I've tried several methods (actually, only 2 that I kept repeating, but they seemed right). The current along PQ should be found through finding the voltage between P and Q and using that (along with the resistance) to find the current. The actual answer is 283 x 10^-6A upward, but my answers don't match. Any help??

 

[G01]

Show me what you have tried so far. Remember the forum rules: You must show your attempt at a solution to get help here.

 

[Gear300]

I thought that since there were 2 individual loops, I could take each one separately and find the emf the magnetic field would cause in each one. Since the magnetic field changes at a rate of 1.00x10^-3T/s and the area for each one is constant, the rate of change of magnetic flux, consequently the emf, through the larger loop would be .000845V through the larger loop and .000423V through the smaller loop. Since the 2 loops share a side PQ, I thought that the voltage along that side would be the subtraction of the 2 emfs. The result would be the voltage across PQ and since resistance is .1Ohm/m*.65m along PQ, I would use those two results to find the current. The answer I get from this is .0065A...which is not the answer.

 

[G01]

I also get that answer for the current. I also agree with your method to find the solution. The fact that we are 3 factors of ten away from the correct answer makes me think some number is incorrect. Also the larger loop will have a larger induced emf and will induce a downward current along PQ due to the right hand rule, so the net current should be downward, not upward. Are you sure your numbers are correct?

 

[Gear300]

pretty sure they are.

 

[pwelp]

I just did some searching on google after working on this problem for a few hours now myself... and this is what I have found. Basically you have to treat it like a kirchhoff rules problem.
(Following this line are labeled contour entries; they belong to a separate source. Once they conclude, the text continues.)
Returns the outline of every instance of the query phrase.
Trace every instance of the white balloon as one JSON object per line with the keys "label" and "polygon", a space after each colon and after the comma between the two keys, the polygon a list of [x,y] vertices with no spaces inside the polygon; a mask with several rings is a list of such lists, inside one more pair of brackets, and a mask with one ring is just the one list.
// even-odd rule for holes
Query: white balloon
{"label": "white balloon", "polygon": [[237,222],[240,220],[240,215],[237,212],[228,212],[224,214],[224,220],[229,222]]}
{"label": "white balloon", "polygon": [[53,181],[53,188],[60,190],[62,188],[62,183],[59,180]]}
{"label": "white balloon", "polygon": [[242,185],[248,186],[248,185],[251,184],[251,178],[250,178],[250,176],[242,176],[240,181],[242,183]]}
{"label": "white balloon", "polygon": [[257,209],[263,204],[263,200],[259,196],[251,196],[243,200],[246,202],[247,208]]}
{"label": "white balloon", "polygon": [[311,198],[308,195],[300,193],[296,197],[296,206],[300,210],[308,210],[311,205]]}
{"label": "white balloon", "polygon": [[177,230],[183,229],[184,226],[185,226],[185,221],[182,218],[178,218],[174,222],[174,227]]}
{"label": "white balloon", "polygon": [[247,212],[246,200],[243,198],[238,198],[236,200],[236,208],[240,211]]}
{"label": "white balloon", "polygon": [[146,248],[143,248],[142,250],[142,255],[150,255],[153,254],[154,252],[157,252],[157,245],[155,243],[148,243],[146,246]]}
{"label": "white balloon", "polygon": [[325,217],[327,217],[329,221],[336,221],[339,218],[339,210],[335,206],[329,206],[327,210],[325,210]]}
physicsforums/archive/index.php/t-69984.html


(i am not allowed to post links apparently... but physicsforums.com goes where it says physicsforums)
Hope this helps

 

[Gear300]

heh...link doesn't work...thanks though.

 

[apelling]

pwelp is right - use Kirchoff's circuit laws.

The emf s you have calculated are correct but they are spread around each loop.
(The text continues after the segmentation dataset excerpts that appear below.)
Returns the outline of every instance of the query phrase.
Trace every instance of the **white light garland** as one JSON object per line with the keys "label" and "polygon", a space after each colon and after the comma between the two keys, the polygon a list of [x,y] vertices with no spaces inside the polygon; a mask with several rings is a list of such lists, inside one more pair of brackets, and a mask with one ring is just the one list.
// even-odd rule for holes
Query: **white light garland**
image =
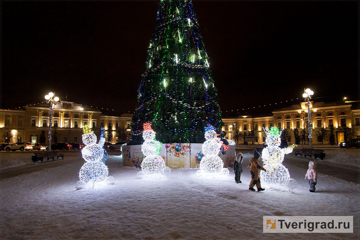
{"label": "white light garland", "polygon": [[[104,130],[101,128],[101,136],[99,144],[96,144],[96,135],[90,129],[89,125],[84,126],[84,134],[82,141],[86,146],[82,149],[82,157],[86,162],[80,169],[79,178],[80,181],[76,183],[76,189],[81,189],[84,187],[89,182],[95,184],[105,179],[107,182],[113,184],[114,182],[112,177],[108,177],[109,170],[105,164],[108,154],[103,147],[105,138],[103,137]],[[93,185],[94,187],[94,184]]]}
{"label": "white light garland", "polygon": [[270,131],[267,127],[264,130],[266,135],[265,141],[267,146],[262,150],[262,157],[266,171],[260,172],[260,178],[268,185],[281,188],[287,184],[290,179],[289,171],[282,163],[285,154],[292,152],[296,145],[282,149],[280,148],[280,135],[282,131],[279,132],[277,128],[273,127]]}
{"label": "white light garland", "polygon": [[141,179],[144,175],[149,176],[155,173],[169,175],[171,171],[170,168],[166,166],[164,159],[158,155],[161,150],[161,143],[155,140],[156,133],[149,123],[144,124],[144,129],[143,137],[145,141],[141,146],[141,151],[146,157],[141,163],[142,171],[138,173],[137,178]]}
{"label": "white light garland", "polygon": [[204,157],[200,162],[200,170],[196,172],[199,177],[214,174],[226,176],[229,174],[227,168],[223,168],[224,163],[218,155],[222,143],[217,139],[216,132],[212,126],[205,128],[205,137],[206,141],[202,146]]}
I found it helped to model each loop as 4 resistors of either 65mOhm (milliOhm) for 65cm sides or 130mOhm resistance for 130cm sides. The two loops share a 65mOhm resistor ie side PQ. Insert into each loop a battery of the emf you have calculated previously. Then solve using Kirchoff. This gave me an answer of 280 microA (rounding errors probably)

 

[Gear300]

Alright...to be sure, the emf generated in these loops is distributed across the loops, right?

 

[apelling]

Yes there will be a potential difference across each resistor given by Ohm's law V=IR.

 

[Gear300]

alright then...thanks, I think I got it.